The result, arguably, is one of the least restrictive fireworks laws in the nation. As many Hoosiers can attest, the $844,000 contributed to Indiana candidates since 2000 seemed to blow away common sense in regulating a demonstrably dangerous product.
Indiana retailers can sell mortars, Roman candles, artillery shells and aerial explosives with names like Killer Alligator and Thump Junkie.
By comparison, Illinois officials have accepted only $24,000 from the pyrotechnics industry since 2000. They restrict most fireworks to professional handlers, allowing the general public to buy only sparklers, snakes and other small novelties. Consumer fireworks are banned outright in Delaware, Massachusetts, New York and New Jersey.
The Wholesale Fireworks Users Association has contributed $466,190 to Indiana candidates and political committees over the past 14 years, according to the National Institute on Money in State Politics. Greg Shelton, whose Shelton Fireworks operates seven Indiana warehouses, including a location in Fremont, alone has contributed more than $106,000 to Indiana officials.
What was particularly surprising for me was that Indiana candidates received substantially more than those in states that typically have much more expensive elections, said Zach Holden, the researcher who compiled the Explosive Contributions report for the nonpartisan institute. During the period, candidates for governor of Indiana received more than $170,000, which surpasses the totals raised by all candidates and parties in most states, including traditionally expensive states like California, New York and Texas.
Former Fort Wayne mayor and legislator Win Moses said the fireworks wholesalers were an aggressive lobby at the Statehouse, particularly the industry’s political action committee, in the years before Indiana’s current law was approved in 2007.
They left no stone unturned in working to change the law to their advantage, Moses said. There was even a period where they managed to add a fee to sales that went directly to their political fund. They would contribute directly to people who would see to it that the days and hours for fireworks would be extended.
Moses worked with Rep. Phil GiaQuinta and Rep. Phyllis Pond, who died last year, to restrict fireworks use, but the industry has its own representatives. House Speaker Pro Tem P. Eric Turner, R-Cicero, lobbies in other states for the pyrotechnics industry. Rep. Bob Morris, R-Fort Wayne, operates retail fireworks locations.
Moses said – to his chagrin – Indiana firefighters traded support for a lax fireworks law for a 5 percent public safety fee tacked on sales, dedicated to a fund for regional training expenses.
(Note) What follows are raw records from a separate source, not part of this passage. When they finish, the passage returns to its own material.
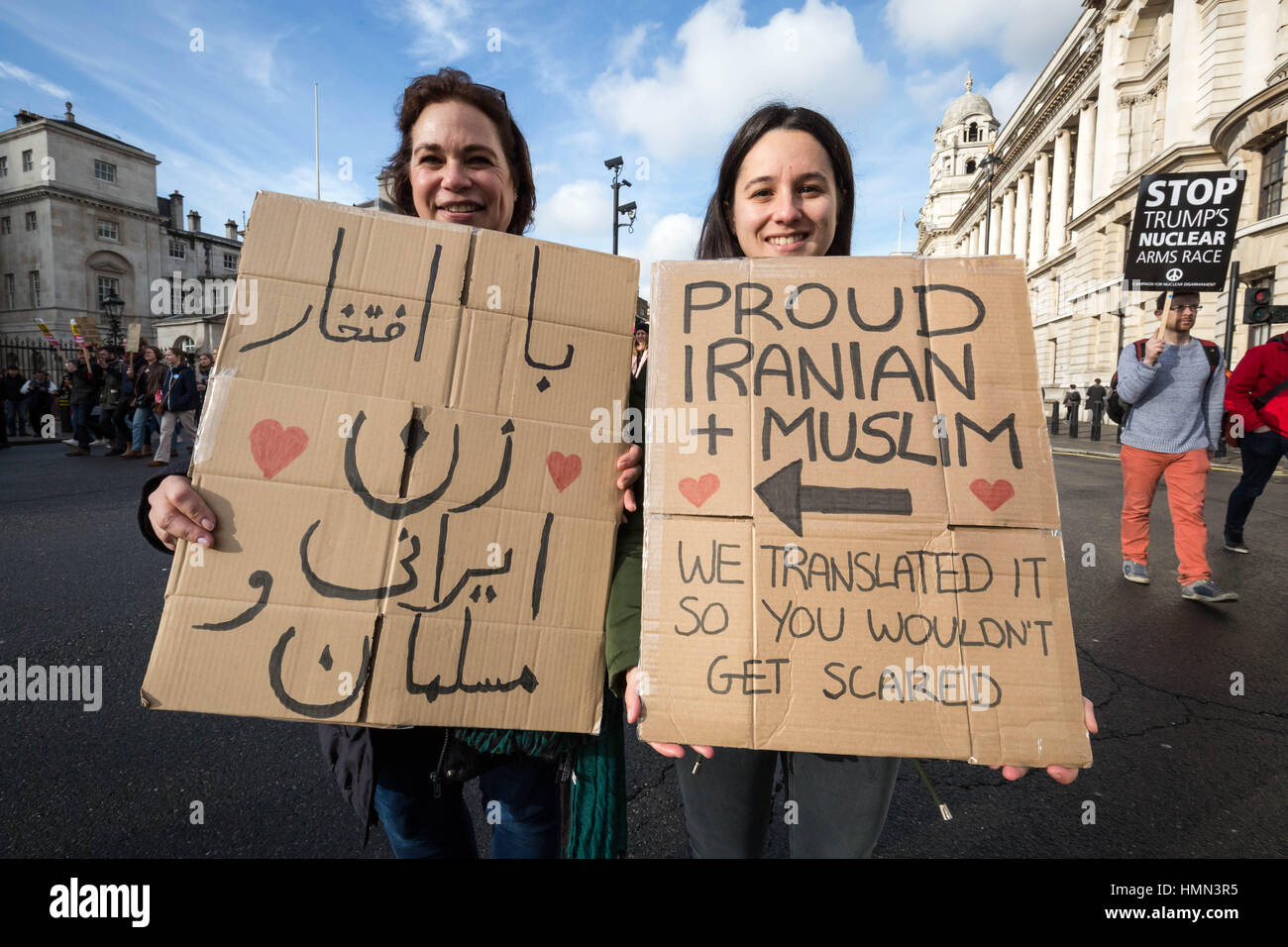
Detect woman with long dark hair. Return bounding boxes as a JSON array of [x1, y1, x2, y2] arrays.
[[608, 103, 1095, 858], [139, 68, 643, 857]]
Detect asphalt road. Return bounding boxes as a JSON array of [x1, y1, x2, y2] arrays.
[[0, 445, 1288, 858]]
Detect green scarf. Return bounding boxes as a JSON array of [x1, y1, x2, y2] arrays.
[[452, 686, 626, 858]]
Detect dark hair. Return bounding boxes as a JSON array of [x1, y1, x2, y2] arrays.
[[382, 67, 537, 233], [695, 102, 854, 261]]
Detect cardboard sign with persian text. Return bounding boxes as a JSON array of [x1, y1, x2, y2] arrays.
[[640, 258, 1091, 766], [142, 193, 639, 732]]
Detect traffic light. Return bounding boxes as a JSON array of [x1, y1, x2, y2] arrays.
[[1243, 287, 1288, 326]]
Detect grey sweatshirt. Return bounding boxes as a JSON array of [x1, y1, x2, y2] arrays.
[[1118, 338, 1225, 454]]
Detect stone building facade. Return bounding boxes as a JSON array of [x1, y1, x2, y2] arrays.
[[0, 102, 241, 351], [917, 0, 1288, 399]]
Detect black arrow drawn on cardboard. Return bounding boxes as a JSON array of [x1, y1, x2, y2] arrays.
[[756, 459, 912, 536]]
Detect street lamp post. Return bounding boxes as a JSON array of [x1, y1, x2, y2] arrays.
[[99, 292, 125, 346], [979, 147, 1001, 257], [604, 155, 635, 257]]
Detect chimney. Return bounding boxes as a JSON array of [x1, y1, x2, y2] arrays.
[[170, 191, 183, 231]]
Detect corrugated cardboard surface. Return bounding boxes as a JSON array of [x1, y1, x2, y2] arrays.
[[143, 193, 638, 732], [640, 258, 1091, 766]]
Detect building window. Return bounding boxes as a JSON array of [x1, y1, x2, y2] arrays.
[[1257, 138, 1284, 220], [98, 275, 121, 308]]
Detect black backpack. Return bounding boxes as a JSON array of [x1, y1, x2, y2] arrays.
[[1105, 339, 1221, 425]]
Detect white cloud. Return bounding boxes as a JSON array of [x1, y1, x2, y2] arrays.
[[613, 23, 660, 69], [589, 0, 885, 162], [628, 214, 702, 299], [537, 180, 610, 237], [983, 69, 1038, 125], [0, 59, 72, 100], [380, 0, 471, 64], [885, 0, 1082, 74]]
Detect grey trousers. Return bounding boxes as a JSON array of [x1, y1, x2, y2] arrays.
[[675, 747, 899, 858]]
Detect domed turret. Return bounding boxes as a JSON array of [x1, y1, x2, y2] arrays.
[[940, 72, 996, 129]]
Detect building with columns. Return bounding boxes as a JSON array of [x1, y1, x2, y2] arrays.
[[0, 102, 241, 351], [917, 0, 1288, 399]]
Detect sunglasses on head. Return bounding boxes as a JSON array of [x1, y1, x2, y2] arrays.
[[474, 82, 510, 112]]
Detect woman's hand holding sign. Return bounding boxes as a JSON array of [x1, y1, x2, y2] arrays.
[[623, 668, 716, 759], [989, 697, 1100, 786]]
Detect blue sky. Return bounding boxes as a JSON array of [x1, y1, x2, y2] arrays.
[[0, 0, 1082, 296]]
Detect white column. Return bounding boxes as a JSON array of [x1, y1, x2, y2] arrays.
[[1169, 4, 1195, 149], [1091, 15, 1127, 202], [1015, 171, 1030, 261], [1073, 102, 1096, 217], [1047, 129, 1072, 257], [997, 188, 1015, 257], [1029, 151, 1051, 266]]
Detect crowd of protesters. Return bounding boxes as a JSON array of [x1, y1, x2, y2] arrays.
[[0, 344, 218, 467]]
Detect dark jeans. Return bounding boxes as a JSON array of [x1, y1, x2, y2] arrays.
[[4, 401, 27, 437], [373, 727, 559, 858], [675, 747, 899, 858], [1225, 430, 1288, 539], [112, 399, 134, 451], [27, 401, 56, 437], [72, 404, 94, 451]]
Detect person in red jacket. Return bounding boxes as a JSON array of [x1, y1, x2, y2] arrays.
[[1225, 333, 1288, 553]]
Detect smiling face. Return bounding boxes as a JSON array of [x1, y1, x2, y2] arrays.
[[409, 99, 515, 231], [1155, 292, 1199, 333], [725, 129, 838, 257]]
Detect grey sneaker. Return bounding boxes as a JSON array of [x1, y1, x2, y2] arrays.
[[1124, 559, 1149, 585], [1181, 579, 1239, 601]]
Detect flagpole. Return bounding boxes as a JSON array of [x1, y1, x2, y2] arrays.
[[313, 82, 322, 201]]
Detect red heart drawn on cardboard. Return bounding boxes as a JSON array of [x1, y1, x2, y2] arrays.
[[250, 417, 309, 479], [546, 451, 581, 493], [970, 476, 1015, 513], [680, 474, 720, 506]]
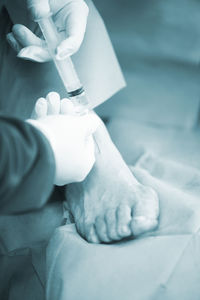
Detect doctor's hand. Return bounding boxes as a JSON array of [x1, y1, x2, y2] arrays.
[[27, 92, 100, 185], [6, 0, 89, 62]]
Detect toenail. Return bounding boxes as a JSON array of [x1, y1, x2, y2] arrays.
[[121, 226, 130, 234]]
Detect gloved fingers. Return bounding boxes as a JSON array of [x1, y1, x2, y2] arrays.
[[46, 92, 60, 115], [7, 24, 51, 62], [12, 24, 46, 48], [60, 98, 75, 115], [6, 32, 22, 52], [57, 0, 89, 59], [27, 0, 50, 21]]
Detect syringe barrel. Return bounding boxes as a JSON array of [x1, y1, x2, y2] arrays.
[[37, 16, 84, 97]]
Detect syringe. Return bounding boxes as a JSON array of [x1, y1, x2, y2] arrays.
[[37, 15, 89, 113]]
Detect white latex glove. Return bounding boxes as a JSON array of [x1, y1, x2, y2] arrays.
[[6, 0, 89, 62], [27, 99, 100, 185]]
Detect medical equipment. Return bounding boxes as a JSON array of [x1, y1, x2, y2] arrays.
[[37, 15, 89, 113]]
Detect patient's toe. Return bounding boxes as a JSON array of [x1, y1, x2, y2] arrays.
[[105, 208, 120, 241], [95, 216, 111, 243], [85, 224, 100, 244], [33, 98, 47, 119], [131, 216, 158, 236], [117, 204, 132, 237], [46, 92, 60, 115]]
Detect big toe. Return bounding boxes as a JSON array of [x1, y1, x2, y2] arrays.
[[131, 216, 158, 236], [32, 98, 47, 119], [117, 204, 132, 238]]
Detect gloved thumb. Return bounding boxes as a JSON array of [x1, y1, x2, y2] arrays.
[[27, 0, 50, 21]]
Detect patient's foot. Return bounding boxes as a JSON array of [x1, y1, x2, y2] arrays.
[[34, 93, 159, 243], [67, 118, 159, 243]]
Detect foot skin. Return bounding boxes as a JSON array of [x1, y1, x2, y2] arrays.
[[33, 93, 159, 243], [66, 117, 159, 243]]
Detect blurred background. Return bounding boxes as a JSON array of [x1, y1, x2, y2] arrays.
[[94, 0, 200, 167]]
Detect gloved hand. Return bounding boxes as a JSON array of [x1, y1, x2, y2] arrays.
[[27, 93, 100, 185], [6, 0, 89, 62]]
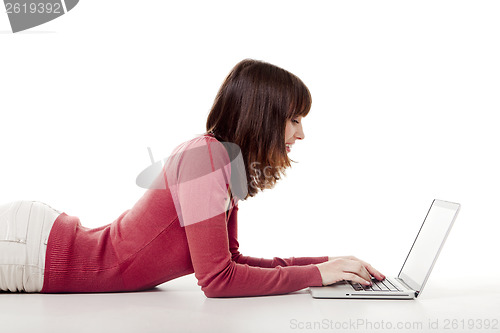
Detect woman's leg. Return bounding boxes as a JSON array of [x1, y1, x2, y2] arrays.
[[0, 200, 60, 292]]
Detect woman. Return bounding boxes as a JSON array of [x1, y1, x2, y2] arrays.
[[0, 59, 384, 297]]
Sheryl Mourey, critical care administrative director at St. Joseph Hospital, would like to see some of that money flow back to communities for good, solid education about the dangers of fireworks. She said she’s seen changes in the severity of injuries over the 15 years she’s managed St. Joe’s Burn Center, one of only three in the state. Surgery and skin grafting can be the result in the worst of the fireworks cases.
The injuries used to come primarily from sparklers, she said, but metal sparklers are rarely found these days. Today, burns from firecrackers and bottle rockets are common. Some victims – always teenage boys, according Mourey – disassemble fireworks and combine their contents, with the expected result when lit.
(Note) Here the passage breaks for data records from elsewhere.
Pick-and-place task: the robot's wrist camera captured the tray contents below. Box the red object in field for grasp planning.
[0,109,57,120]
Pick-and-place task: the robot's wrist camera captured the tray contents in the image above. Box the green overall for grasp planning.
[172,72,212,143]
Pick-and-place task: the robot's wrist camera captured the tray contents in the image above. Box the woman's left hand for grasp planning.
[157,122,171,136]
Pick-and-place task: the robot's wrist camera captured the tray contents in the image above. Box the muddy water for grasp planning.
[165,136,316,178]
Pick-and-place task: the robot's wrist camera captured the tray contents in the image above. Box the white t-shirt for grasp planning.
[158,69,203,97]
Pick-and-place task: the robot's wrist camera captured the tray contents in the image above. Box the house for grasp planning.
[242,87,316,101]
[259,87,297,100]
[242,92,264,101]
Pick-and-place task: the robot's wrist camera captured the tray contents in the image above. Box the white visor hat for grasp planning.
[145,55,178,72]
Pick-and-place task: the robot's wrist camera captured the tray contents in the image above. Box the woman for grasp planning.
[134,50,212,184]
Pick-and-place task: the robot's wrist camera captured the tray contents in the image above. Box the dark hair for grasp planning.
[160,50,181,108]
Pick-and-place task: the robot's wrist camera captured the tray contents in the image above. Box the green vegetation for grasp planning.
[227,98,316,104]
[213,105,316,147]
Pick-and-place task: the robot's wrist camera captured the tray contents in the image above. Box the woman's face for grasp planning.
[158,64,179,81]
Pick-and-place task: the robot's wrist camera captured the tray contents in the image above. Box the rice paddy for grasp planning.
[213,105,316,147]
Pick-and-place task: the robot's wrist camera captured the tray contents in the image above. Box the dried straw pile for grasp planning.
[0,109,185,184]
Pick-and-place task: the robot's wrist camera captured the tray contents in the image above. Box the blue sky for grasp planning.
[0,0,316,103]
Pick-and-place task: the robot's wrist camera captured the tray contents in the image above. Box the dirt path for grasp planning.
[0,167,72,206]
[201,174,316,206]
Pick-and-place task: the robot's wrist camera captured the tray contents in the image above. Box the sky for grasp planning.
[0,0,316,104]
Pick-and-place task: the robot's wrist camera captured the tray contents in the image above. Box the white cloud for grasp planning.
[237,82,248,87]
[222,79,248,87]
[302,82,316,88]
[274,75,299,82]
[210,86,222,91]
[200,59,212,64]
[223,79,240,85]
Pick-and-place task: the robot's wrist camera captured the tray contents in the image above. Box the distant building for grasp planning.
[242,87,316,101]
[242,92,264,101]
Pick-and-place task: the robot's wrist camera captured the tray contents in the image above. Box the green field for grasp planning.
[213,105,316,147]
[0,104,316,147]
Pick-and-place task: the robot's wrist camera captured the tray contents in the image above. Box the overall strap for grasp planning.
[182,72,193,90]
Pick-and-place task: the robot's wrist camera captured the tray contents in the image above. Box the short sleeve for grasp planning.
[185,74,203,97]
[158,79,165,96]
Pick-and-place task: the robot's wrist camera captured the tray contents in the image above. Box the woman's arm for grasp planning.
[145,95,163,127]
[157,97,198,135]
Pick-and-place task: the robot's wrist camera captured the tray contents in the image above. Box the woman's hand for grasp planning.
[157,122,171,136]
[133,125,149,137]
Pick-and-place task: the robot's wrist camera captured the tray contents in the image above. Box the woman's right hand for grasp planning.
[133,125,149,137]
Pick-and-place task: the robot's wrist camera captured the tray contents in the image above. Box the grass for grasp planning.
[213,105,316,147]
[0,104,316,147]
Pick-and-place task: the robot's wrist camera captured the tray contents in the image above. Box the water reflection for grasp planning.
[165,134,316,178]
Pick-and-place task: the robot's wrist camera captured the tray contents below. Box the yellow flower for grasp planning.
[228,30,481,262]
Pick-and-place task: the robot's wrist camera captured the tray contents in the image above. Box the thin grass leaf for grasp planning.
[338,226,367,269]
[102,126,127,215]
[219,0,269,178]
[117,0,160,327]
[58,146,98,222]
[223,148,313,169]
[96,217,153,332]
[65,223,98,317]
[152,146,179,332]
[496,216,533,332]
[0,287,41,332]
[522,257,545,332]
I can tell you there has not been a year that we haven’t seen (fireworks injuries), she said, noting some injuries are tied to large mortars lit from tubes. After they’ve been used for some time, the tubes can become clogged and, if not secured, launch explosives toward unsuspecting bystanders.
We’ve had those stray fireworks hit an innocent person, she said.
The result is a tremendous cost for the victims, but a small one for the political interests who invested wisely in Indiana.